There was a groan from the crowd, though only a soft one. And then there was a terrific explosion of applause. And no one moved. The moment was still so charmed, and why should anyone cut that short if he didn't have to?
Jim spared, and he hit the next strike, too. "I went back to what I was doing before Gail spoke to me," he says. "It was perfect." Out of 36 throws he'd hit 34 strikes.
Jim bowled an 879 series that night. It was good enough to earn him the state record for highest score ever in Colorado, and another one for the most consecutive strikes, too. According to the bowling congress, the score ties for 31st best ever. When Jim first learned that he was -- momentarily -- disappointed.
"Thirty-first?" he wondered. "How can that be when it was only 21 pins away from a 900? From perfect?"
"'Lot of people bowling," replied Didi.
That was later, though. It was a magnificent moment in Jim's life, as much for the fact that he had done it as for the fact that he had done it surrounded by so many of his friends. "I don't think I missed hugging a person in that entire alley," he says. "I was grabbing people in the Dairy Queen afterwards. I've never felt anything like that."
On October 8, 1956, in the fifth game of the World Series, Don Larsen, pitching for the New York Yankees, threw a perfect game against the Brooklyn Dodgers. The Yankees won the game 2-0. Among baseball fans, it is still, even today, nearly a half-century later, considered a singular moment of pure, undiluted beauty.
But what if things had been slightly different? What would Don Larsen have done if his catcher, Yogi Berra, had held up his hand and walked out to the mound just before the final pitch -- and following that Larsen had given up a single? What must become of the person who, when you are teetering on the brink -- immortality beckoning on one side and a merely superb moment waiting on the other -- might very well have nudged you in the lesser direction?

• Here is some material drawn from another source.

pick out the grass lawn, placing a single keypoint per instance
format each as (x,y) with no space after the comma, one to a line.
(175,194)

Well, Jim will say, bowling is a great way to spend an evening. But rolling a sixteen-pound ball at ten pins sixty feet up an oil-slicked hardwood floor is only part of the pleasure.
"I didn't say anything to Port afterwards, 'cause I didn't want him to feel bad," Jim says. "With really good friends, you know where the line is for what you can tease about and what you can't. He doesn't tease me about being short and ugly, and I don't tease him about being bald. Besides, subconsciously, I probably would've missed anyway. I was just thinking too much."

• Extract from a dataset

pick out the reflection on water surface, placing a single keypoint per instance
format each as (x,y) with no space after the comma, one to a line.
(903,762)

Later, Jim will lean back in his kitchen chair and look out his window at the Colorado mountains and ponder things. He will consider how, at times, the clearest glimpse of all of life's loveliness can be seen best from just this side of perfection.
"I think if I had bowled a 900, I would have had to pack up my equipment and quit. Somebody recently said to me, 'Well, you could take up golf.' And I said, 'Excuse me, have they put ball returns on golf courses and not told me?'
"Besides," Jim says, "I never thought of myself as perfect anyway. And I don't know anyone who is."